The traffic of Oriental countries raises alarm in many Western observers - crossing a road in Ho Chi Minh or Ha Noi has reached the stage where the cities are employing assistants to guide visitors to the far side.

The endearing mixture of motor bikes, cycles, cars, trucks and pedestrians that characterises the old town
Old Town Road
The centre piece of Hà Nọi life is driving, although not exactly driving as you and I know it. I have driven myself in many places including Paris, Tehran and Madras, but I would not drive in Hà Nọi. I am simply not that skilled: you might say I do not have an appropriate grasp of the Vietnamese ‘Highway Code’; there is such a guide, I have seen it, but this is my more light hearted version. Let us start by making it clear that I regard the driving skills here as superb, and the reason I do not drive is through a lack of these skills, rather than a disbelief in them. Driving presents, to the westerner, one of those inscrutable faces of the orient, rendered palpable in a fog of blue fumes, the whirr of Honda engines and the symphony of horns, which, like the more peaceful barring of sheep, proves on examination to be a thousand different voices. To this must be added motion: the motion of a vast seething mass of humanity. But this is far from the chaotic aggressive impenetrable motion that some foreigners suggest it to be, rather it is a vast dance of interlocking steps.
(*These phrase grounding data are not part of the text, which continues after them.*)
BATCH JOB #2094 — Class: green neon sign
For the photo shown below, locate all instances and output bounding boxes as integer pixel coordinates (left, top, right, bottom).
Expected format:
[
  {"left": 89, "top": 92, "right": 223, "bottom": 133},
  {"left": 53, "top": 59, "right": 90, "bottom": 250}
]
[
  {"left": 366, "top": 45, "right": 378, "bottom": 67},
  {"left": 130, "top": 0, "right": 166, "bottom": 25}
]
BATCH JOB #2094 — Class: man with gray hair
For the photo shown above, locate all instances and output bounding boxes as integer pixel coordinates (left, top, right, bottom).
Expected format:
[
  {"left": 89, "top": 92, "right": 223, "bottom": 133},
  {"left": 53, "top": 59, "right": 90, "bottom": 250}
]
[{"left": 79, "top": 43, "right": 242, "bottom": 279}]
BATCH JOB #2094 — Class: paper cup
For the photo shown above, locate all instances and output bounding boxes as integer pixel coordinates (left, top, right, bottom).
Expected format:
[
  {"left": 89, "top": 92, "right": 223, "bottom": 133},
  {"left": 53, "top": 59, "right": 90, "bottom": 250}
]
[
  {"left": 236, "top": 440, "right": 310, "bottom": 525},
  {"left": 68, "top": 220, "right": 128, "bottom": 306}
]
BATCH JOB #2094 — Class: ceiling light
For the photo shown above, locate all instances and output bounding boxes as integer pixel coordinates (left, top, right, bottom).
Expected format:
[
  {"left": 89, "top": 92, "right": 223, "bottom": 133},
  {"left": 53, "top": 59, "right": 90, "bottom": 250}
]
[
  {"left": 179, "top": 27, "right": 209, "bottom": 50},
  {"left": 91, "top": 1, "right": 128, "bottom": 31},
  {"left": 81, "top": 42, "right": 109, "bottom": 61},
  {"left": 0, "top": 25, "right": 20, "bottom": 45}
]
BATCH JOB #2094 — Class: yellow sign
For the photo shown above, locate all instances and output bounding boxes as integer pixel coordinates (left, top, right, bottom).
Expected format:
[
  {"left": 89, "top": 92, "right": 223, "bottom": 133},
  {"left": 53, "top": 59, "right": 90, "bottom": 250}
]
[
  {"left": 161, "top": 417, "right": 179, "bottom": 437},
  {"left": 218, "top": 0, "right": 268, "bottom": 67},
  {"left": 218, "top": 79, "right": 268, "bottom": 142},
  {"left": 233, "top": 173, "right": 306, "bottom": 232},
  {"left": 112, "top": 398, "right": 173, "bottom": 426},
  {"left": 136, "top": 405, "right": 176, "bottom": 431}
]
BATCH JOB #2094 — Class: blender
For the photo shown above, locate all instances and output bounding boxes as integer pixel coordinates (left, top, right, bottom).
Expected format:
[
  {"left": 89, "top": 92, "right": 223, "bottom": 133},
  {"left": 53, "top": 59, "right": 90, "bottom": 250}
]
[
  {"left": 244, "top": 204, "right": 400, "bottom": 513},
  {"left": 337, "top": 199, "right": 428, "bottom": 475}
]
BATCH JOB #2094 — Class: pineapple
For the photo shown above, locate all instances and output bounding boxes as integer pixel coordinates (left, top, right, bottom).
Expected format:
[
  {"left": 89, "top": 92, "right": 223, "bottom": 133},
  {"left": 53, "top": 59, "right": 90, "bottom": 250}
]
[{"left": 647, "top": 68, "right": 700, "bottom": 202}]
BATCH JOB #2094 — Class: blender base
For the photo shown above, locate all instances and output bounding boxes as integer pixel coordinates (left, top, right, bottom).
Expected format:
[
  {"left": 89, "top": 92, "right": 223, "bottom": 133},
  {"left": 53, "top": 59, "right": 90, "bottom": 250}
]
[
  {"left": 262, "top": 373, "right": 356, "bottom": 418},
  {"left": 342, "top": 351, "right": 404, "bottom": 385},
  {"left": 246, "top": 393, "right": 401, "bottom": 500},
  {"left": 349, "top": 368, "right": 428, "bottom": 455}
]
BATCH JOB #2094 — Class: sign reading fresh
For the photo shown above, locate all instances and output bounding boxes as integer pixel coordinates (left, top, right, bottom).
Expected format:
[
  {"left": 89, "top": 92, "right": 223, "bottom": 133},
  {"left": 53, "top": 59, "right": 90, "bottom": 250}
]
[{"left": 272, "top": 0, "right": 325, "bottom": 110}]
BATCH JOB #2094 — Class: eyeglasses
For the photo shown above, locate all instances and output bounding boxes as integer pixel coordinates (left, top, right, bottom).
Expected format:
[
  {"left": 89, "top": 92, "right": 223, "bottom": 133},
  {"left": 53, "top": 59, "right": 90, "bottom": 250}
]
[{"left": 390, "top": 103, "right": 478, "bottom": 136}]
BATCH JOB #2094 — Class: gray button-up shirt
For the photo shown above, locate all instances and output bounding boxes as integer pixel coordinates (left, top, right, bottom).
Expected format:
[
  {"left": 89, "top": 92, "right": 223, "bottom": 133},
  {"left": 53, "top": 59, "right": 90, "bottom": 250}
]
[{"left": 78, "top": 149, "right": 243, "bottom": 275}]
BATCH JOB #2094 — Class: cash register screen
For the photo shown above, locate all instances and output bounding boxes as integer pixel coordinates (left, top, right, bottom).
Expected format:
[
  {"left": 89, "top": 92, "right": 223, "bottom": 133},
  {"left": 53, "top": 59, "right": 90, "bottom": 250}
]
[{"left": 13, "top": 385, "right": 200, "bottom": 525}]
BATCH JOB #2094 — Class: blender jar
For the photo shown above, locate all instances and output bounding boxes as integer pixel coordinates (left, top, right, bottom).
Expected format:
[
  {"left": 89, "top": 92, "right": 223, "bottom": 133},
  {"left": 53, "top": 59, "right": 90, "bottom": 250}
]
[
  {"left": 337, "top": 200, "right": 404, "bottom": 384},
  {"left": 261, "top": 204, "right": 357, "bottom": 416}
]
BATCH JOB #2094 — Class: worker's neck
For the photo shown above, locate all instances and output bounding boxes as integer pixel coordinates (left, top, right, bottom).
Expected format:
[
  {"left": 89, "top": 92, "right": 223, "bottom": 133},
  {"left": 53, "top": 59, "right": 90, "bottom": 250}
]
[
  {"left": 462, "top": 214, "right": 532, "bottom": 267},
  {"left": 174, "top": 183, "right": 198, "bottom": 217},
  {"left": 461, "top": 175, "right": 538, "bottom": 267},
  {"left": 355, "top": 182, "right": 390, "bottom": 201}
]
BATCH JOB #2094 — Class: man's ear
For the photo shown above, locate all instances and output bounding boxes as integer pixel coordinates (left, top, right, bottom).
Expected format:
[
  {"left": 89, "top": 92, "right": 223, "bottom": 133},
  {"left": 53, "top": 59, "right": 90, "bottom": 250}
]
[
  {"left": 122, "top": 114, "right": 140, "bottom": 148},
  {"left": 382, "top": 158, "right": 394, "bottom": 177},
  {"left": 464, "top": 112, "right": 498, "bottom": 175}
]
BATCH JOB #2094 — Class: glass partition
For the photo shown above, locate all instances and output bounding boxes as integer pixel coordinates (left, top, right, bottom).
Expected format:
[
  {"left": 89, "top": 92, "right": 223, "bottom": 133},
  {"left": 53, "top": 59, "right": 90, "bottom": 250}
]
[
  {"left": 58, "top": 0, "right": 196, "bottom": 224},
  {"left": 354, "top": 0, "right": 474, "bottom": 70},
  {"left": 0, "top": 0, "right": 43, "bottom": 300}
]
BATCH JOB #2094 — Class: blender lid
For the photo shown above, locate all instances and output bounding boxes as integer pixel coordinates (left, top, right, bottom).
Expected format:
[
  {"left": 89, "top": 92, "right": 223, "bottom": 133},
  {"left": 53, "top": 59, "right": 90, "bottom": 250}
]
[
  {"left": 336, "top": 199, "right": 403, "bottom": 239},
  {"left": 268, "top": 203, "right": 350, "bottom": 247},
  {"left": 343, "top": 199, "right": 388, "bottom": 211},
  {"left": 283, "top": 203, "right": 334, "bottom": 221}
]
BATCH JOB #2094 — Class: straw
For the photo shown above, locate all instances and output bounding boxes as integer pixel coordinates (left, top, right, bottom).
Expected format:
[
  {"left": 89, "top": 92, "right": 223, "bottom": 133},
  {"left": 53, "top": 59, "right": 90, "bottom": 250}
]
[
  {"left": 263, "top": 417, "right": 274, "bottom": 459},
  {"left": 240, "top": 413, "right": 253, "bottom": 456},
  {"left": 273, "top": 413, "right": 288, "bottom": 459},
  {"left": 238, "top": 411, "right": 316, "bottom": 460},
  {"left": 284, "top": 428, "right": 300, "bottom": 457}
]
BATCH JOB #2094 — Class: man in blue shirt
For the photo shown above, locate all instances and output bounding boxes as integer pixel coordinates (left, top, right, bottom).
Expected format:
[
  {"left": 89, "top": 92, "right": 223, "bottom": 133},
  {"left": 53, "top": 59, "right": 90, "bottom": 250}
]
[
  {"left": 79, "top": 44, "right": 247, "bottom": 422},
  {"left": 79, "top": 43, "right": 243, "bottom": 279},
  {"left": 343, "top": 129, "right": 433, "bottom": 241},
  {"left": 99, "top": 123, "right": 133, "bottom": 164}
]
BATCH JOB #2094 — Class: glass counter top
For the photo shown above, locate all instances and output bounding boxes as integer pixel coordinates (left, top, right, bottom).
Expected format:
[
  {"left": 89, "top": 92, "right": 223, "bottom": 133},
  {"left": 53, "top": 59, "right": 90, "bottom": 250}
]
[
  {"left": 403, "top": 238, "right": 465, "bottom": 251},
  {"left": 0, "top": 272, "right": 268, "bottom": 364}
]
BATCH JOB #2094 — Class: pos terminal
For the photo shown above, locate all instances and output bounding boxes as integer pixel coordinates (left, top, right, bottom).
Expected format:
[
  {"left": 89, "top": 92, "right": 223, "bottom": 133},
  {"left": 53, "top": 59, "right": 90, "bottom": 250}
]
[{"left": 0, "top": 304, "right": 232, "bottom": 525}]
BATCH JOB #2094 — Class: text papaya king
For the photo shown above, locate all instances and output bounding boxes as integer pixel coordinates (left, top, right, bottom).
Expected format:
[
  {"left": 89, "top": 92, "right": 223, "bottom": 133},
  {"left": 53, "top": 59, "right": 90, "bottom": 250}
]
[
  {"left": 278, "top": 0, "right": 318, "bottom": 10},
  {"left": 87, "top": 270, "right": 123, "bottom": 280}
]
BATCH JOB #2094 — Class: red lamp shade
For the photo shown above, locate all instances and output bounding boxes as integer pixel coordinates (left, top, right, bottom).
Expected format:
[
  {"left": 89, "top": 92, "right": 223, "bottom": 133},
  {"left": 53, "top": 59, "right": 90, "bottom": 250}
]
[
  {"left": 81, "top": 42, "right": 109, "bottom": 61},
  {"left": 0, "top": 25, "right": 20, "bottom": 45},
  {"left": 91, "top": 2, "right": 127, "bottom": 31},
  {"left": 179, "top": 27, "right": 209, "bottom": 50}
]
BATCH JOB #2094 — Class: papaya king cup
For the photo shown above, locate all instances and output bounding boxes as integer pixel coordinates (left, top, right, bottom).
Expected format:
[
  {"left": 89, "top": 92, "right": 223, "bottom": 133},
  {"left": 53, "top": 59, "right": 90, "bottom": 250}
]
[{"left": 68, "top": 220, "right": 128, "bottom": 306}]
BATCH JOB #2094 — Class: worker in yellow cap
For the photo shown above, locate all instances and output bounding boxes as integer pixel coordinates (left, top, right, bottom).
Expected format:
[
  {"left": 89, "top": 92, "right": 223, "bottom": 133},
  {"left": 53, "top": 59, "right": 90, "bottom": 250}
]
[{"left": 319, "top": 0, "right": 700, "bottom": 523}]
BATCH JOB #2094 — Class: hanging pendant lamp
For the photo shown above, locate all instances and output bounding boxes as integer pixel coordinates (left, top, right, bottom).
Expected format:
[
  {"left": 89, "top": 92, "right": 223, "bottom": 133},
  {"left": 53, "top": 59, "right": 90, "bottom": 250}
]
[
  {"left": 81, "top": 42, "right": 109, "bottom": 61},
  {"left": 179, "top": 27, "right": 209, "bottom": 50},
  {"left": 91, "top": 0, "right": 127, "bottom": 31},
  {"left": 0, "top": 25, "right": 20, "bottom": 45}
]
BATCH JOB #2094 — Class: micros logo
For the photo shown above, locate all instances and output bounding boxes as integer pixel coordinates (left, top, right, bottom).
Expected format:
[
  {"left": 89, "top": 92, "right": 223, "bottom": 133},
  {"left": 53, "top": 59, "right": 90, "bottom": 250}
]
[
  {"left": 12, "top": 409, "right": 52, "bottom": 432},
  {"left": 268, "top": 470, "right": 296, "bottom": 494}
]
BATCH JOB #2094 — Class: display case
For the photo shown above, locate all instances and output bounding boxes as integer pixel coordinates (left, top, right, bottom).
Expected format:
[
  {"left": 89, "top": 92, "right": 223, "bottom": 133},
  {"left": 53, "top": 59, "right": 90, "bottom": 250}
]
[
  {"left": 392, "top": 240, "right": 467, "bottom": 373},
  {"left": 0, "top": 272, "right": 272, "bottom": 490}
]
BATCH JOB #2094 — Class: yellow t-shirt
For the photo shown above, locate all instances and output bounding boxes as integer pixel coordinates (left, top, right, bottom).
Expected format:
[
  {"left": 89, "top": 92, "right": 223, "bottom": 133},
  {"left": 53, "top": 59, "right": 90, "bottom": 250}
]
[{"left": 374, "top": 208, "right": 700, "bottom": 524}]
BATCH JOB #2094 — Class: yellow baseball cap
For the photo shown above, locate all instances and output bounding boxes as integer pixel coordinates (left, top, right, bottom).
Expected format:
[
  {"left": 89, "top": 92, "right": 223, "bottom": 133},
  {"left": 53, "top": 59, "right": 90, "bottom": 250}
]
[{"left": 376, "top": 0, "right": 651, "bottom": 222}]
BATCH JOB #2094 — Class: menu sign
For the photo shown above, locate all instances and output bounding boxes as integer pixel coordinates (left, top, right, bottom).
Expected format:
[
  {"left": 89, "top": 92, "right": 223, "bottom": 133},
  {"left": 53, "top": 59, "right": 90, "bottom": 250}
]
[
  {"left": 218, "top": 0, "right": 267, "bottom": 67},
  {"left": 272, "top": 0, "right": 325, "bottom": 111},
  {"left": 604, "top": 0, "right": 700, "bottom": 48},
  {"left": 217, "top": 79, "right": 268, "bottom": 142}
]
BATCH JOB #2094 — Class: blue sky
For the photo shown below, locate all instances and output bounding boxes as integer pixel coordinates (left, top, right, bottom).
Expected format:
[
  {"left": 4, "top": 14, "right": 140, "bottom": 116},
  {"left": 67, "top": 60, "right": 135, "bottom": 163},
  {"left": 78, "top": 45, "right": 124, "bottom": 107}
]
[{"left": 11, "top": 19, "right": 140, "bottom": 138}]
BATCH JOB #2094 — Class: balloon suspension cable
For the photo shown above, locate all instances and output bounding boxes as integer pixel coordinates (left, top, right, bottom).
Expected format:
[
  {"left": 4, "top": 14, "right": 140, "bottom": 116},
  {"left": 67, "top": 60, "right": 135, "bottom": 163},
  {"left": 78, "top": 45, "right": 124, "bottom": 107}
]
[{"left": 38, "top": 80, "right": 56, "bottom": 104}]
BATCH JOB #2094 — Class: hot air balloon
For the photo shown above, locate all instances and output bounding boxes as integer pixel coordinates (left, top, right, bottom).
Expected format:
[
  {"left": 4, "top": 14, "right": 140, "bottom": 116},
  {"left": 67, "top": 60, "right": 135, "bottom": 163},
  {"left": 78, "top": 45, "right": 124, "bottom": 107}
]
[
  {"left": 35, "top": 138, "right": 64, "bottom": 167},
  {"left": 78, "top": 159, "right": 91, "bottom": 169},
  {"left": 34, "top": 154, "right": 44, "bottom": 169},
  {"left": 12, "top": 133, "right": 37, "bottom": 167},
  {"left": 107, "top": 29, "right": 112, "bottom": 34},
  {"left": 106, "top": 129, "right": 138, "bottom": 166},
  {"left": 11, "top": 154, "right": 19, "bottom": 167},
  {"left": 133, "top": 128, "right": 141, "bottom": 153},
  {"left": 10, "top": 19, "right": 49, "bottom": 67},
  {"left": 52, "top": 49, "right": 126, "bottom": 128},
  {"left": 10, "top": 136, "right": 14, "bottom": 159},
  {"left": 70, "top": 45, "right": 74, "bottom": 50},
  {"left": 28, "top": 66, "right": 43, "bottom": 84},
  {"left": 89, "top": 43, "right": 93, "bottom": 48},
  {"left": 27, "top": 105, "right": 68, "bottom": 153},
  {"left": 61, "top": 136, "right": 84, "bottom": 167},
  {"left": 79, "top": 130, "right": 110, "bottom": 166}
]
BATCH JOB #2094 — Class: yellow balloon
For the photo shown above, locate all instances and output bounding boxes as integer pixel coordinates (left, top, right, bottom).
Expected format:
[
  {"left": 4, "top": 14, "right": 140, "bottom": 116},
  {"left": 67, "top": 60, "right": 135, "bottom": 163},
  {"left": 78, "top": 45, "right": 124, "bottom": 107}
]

Gathering for the change of lights
Massed Motors

If it is a dance there must be dance steps in just the way that our traffic obeys the steps of our code. But here it seems melded from a very different source. The rules are not so much part of some systematic system, but rather have grown naturally: one’s place on the road is part of an organic growth, the outcome of a particular history; one’s own story, one’s own individual private journey; a journey across, for example, this intersection of two hectic six-lane highways. Such a passage, at once intensely personal, and yet totally interdependent on others, has no room for trivialities drawn from a distant set of prescriptions like that of driving on the right or left. (I suspect that officially it is the right here, but evidence from the streets is scant.)

So it is by observation that I would suggest that the steps of this dance, or Highway Code, go something like this: Not a muscle of your face must move whatever happens; eyes must appear to be directed ahead at all times; an air of calm confidence must be exuded; you must never touch another vehicle or person, but must always cut in front of another Honda, car or bus with a gap of less than 3 inches; it is socially irresponsible, with global warming, for you to be seen out on your Honda with less than three people on it, and you should aim to carry 6 persons at all times; at the innumerable traffic lights, you, personally, always have the right to be the vehicle at the front; to pass others without hooting is 12 penalty points on your license; all loads must appear both to defy gravity, and render it impossible for you to see where you are going; as you are cut up by faster drivers you must graciously appear to have allowed them in; if you are not clearly texting with your left hand others may wonder if you are doing something undesirable with it; passengers at all times must sit upright with a relaxed disinterested air and hands resting on thighs, or, if the temperature plummets below 23 degrees, these may be placed in the pockets of your coat – yours or preferably your driver’s.

Convergence of multilane roads in Ha Noi
crossroads

A caricature of course, but driving into the middle of a sea of a 1,000 oncoming headlights last night, going the wrong way down one of these huge one-way boulevards, with driver Han, I felt it my avuncular duty (he, in best oriental tradition, calls me uncle, which does not help my tussles with the ageing process), to bellow an enquiry about the lack of headlights, well any lights at all actually, on his machine. It's not a problem, he shouts, its just that all – yes all – the bulbs have gone. In hundreds of hours of being on his bike I have never seen him fail to see, hit, or misjudge, anything!